What verve, enthusiasm, and warmth I felt at the BIO conference, both from the leadership and from fellow biographers—published and prestigious to unpublished and aspiring! The experience was a mega booster shot for participants who were able to tour the oldest library in our country, listen to presenters who are developing an exciting new approach to our genre, and interact with successful authors/coaches who were willing to share information from marketing techniques to tracking footnotes in a new computer program. The breadth and depth of knowledge held and shared by professional writers like you are truly awe-inspiring.

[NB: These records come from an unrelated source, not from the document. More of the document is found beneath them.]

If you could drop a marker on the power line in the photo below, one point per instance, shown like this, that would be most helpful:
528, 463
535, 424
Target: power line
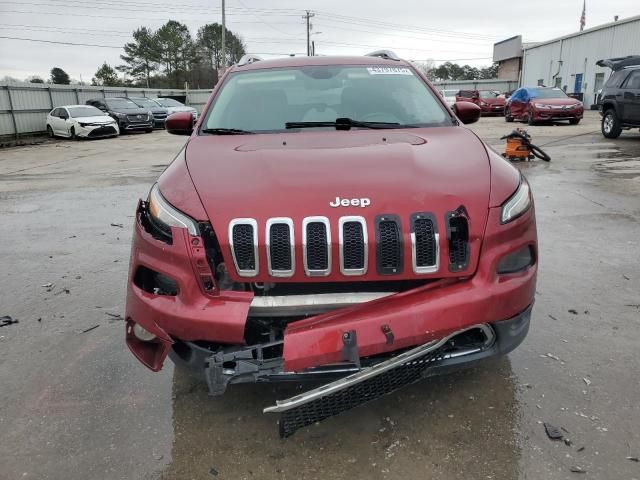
267, 24
328, 26
50, 27
146, 17
119, 47
62, 43
91, 34
399, 27
145, 9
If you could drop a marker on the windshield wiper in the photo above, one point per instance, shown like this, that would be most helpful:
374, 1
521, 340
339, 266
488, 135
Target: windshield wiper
225, 131
344, 124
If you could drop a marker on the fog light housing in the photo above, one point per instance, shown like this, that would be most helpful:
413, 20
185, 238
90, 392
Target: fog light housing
142, 334
517, 261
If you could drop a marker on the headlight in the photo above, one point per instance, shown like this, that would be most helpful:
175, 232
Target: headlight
166, 215
517, 204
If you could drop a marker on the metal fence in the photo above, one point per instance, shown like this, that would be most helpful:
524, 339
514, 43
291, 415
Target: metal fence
495, 84
24, 106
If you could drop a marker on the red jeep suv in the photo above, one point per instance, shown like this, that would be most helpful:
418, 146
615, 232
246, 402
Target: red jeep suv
330, 218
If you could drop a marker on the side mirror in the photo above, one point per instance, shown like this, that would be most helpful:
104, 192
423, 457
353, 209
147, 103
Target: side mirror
467, 112
179, 123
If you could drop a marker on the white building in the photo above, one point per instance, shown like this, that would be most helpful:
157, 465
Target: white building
569, 62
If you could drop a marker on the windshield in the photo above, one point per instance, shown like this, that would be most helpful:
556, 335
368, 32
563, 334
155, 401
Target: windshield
265, 100
168, 102
120, 103
145, 102
79, 112
548, 93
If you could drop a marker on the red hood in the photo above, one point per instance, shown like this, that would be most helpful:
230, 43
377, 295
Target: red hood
296, 175
556, 101
493, 101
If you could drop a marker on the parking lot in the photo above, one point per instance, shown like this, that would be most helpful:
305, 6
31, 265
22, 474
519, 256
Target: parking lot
77, 405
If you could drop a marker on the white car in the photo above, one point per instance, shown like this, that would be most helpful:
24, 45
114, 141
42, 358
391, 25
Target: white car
174, 106
449, 96
73, 121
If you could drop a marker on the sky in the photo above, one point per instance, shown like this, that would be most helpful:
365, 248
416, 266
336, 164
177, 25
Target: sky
461, 31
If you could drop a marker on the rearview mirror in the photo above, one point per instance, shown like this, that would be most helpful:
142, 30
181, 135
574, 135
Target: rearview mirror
180, 123
467, 112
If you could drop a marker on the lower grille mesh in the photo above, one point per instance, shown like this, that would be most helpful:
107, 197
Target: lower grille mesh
243, 247
317, 251
353, 249
280, 247
425, 242
389, 247
363, 392
458, 243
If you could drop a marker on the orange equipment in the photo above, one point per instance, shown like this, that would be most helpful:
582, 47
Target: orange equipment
520, 148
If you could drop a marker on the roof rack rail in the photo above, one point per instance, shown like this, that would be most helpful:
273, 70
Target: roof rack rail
248, 59
386, 54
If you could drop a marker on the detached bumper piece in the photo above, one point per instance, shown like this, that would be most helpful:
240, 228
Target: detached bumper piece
359, 388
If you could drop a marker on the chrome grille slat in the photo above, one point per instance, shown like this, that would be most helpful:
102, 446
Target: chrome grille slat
353, 245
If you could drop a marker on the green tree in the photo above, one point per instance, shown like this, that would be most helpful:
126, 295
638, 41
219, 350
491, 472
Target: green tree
141, 56
209, 39
106, 76
488, 73
59, 76
177, 51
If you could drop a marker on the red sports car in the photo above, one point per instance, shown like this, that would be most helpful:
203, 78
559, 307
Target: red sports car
543, 104
490, 102
330, 218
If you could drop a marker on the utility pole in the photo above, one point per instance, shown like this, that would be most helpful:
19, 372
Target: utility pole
308, 16
224, 31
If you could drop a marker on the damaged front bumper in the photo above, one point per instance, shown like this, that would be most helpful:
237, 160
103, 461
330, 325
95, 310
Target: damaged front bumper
207, 328
351, 385
258, 364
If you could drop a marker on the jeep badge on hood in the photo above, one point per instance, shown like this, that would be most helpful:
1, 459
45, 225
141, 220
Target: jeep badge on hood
353, 202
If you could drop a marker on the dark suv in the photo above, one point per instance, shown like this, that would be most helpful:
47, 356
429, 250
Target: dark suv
619, 102
128, 115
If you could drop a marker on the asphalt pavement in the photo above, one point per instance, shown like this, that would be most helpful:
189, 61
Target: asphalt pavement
75, 404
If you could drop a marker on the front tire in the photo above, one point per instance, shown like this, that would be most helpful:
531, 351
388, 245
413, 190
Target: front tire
610, 124
507, 116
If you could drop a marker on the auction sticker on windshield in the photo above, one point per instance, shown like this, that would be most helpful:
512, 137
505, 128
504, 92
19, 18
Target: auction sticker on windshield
389, 71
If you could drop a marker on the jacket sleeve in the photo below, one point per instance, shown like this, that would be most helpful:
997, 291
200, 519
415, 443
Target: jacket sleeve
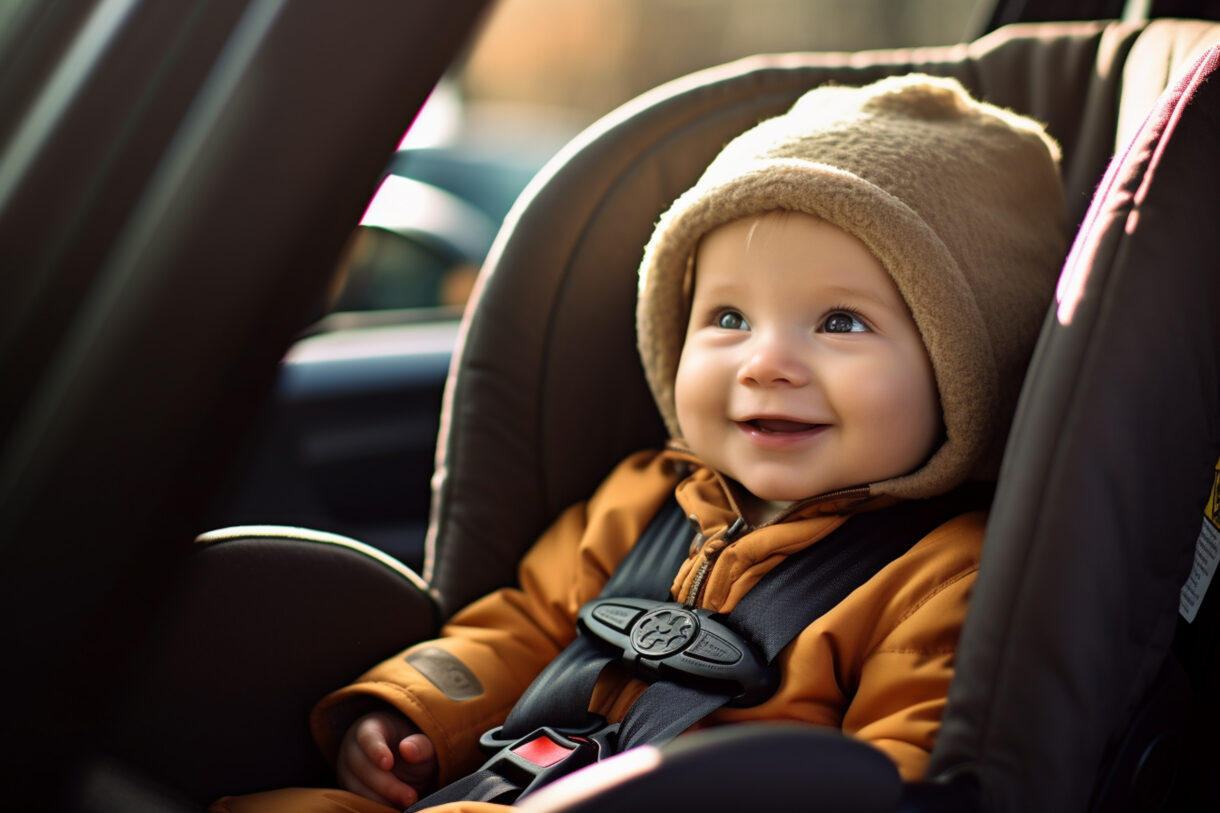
464, 682
904, 676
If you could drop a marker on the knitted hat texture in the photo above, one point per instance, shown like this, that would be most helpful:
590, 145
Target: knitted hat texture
959, 200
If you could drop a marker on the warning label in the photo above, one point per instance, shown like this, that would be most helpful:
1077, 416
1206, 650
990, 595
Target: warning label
1207, 556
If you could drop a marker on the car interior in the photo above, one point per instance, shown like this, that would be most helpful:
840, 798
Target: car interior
159, 661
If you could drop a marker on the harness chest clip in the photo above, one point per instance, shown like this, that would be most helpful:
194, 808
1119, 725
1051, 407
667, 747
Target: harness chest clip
669, 641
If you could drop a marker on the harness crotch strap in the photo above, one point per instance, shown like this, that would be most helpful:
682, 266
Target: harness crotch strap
697, 661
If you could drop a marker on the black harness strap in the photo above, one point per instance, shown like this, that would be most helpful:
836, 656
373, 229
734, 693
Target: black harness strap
560, 695
789, 598
769, 617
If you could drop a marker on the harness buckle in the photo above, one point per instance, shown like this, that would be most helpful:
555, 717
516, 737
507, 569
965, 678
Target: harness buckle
545, 753
669, 641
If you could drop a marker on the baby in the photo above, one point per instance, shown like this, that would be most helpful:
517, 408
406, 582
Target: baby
835, 321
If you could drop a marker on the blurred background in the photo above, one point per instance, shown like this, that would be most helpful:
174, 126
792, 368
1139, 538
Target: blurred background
539, 72
349, 442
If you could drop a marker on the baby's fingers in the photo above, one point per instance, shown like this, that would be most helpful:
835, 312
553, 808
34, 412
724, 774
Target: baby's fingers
417, 748
372, 741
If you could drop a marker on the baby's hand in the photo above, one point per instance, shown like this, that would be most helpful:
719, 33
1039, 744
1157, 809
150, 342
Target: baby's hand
383, 757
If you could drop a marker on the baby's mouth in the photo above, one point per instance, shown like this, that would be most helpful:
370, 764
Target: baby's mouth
780, 426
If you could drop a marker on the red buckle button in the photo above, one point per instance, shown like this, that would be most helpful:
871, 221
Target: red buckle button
542, 751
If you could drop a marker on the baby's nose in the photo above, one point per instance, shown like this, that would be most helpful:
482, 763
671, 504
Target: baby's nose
774, 361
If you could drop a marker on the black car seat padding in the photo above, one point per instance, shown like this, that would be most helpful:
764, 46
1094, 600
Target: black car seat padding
1105, 475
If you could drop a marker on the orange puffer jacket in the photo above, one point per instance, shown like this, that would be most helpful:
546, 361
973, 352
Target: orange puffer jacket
877, 665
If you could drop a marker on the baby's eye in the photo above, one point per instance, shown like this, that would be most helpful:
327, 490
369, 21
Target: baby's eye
842, 321
731, 320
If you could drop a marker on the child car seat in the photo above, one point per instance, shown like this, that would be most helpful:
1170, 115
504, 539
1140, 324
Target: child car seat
1094, 520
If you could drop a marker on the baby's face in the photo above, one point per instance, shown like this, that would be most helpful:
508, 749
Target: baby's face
802, 371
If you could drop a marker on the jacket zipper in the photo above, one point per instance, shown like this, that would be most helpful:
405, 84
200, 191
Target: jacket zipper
739, 526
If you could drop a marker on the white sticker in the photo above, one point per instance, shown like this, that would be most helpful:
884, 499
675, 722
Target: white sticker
1207, 557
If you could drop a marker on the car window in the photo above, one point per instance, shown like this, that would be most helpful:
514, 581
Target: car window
539, 72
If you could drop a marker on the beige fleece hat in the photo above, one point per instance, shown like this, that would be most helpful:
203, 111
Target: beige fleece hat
958, 199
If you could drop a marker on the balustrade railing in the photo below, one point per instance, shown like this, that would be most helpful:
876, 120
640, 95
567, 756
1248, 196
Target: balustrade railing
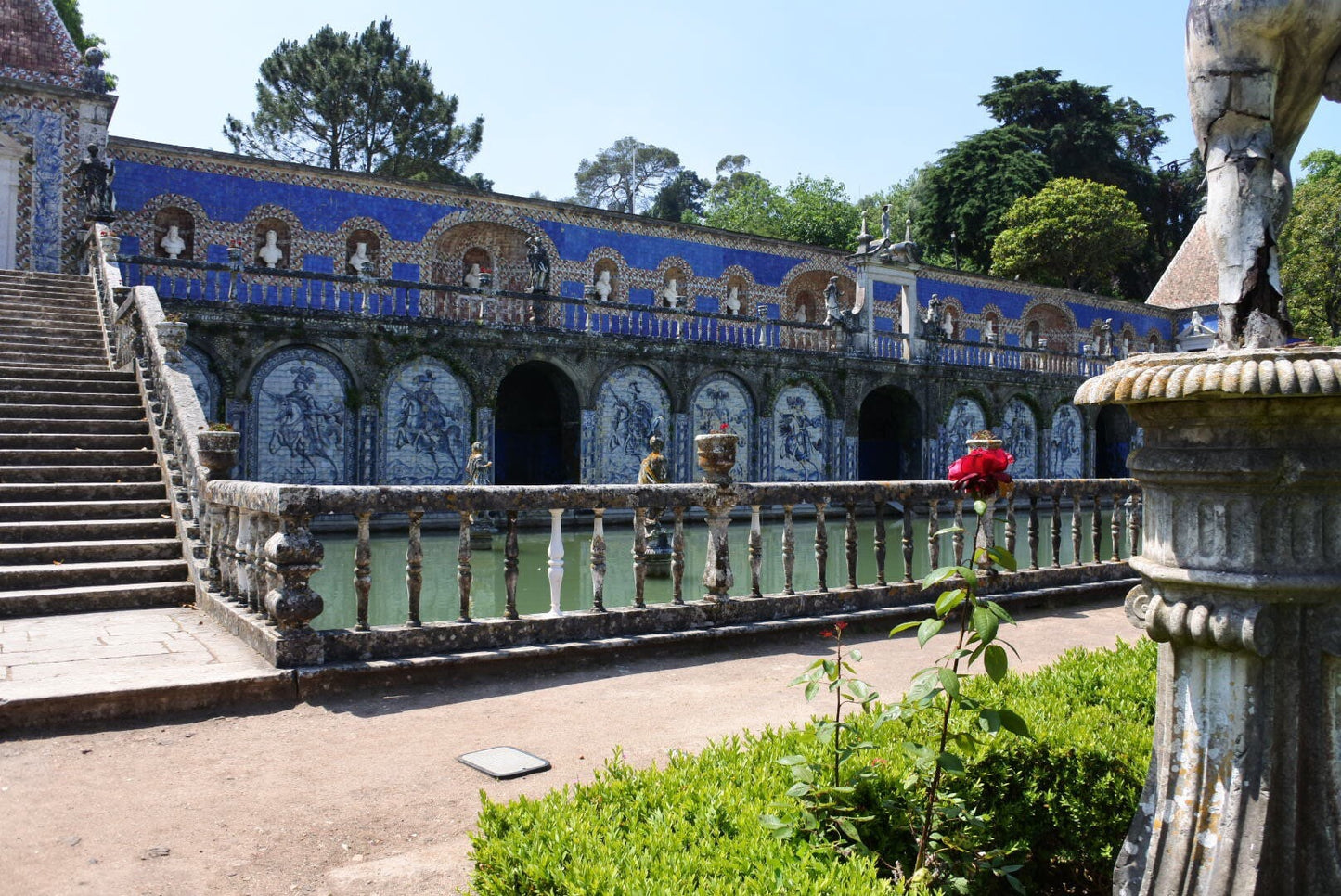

Besides, we had so much fun—talking, talking, talking and listening, listening, listening! We were among peers who love using good language and sharing experiences and techniques in a mutual goal to bring the achievements of society’s movers and shakers to light.
Martha Nodine
Registration
Register before April 1 to take advantage of the early-bird rate.
BIO Member Admission (until April 1): $295.00 + Sales tax
BIO Member Admission (after April 1): $345.00 + Sales tax
General Admission: $395.00 + Sales tax
Workshop: Book Proposals, 1:00 PM–3:00 PM (Thursday, May 28): $60.00 + Sales tax
Online Only BIO Member Admission: $49.00 + Sales tax
Online Only General Admission: $99.00 + Sales tax
During ticket checkout, in-person attendees must choose which particular panels to attend during the four panel time-slots on Friday.
Online attendees will see all events held in the Auditorium at the Graduate Center, including award presentations and one panel for each session. (Which panels will be streamed online from the Auditorium will be announced in May.)
Optional pre-conference roundtable discussion groups will be online the week before the conference, open only to in-person registrants, Limited to ten participants each. Meet other biographers with similar interests before attending the conference. There will be a list of choices when you purchase your tickets; sign up as soon as possible but no later than May 15. Please do not sign up unless you plan to participate.
Thursday, for in-person registrants, there will be a choice of free optional tours. Choose tours when you register for tickets. Capacity is limited.
Please note that refunds are available only until May 1.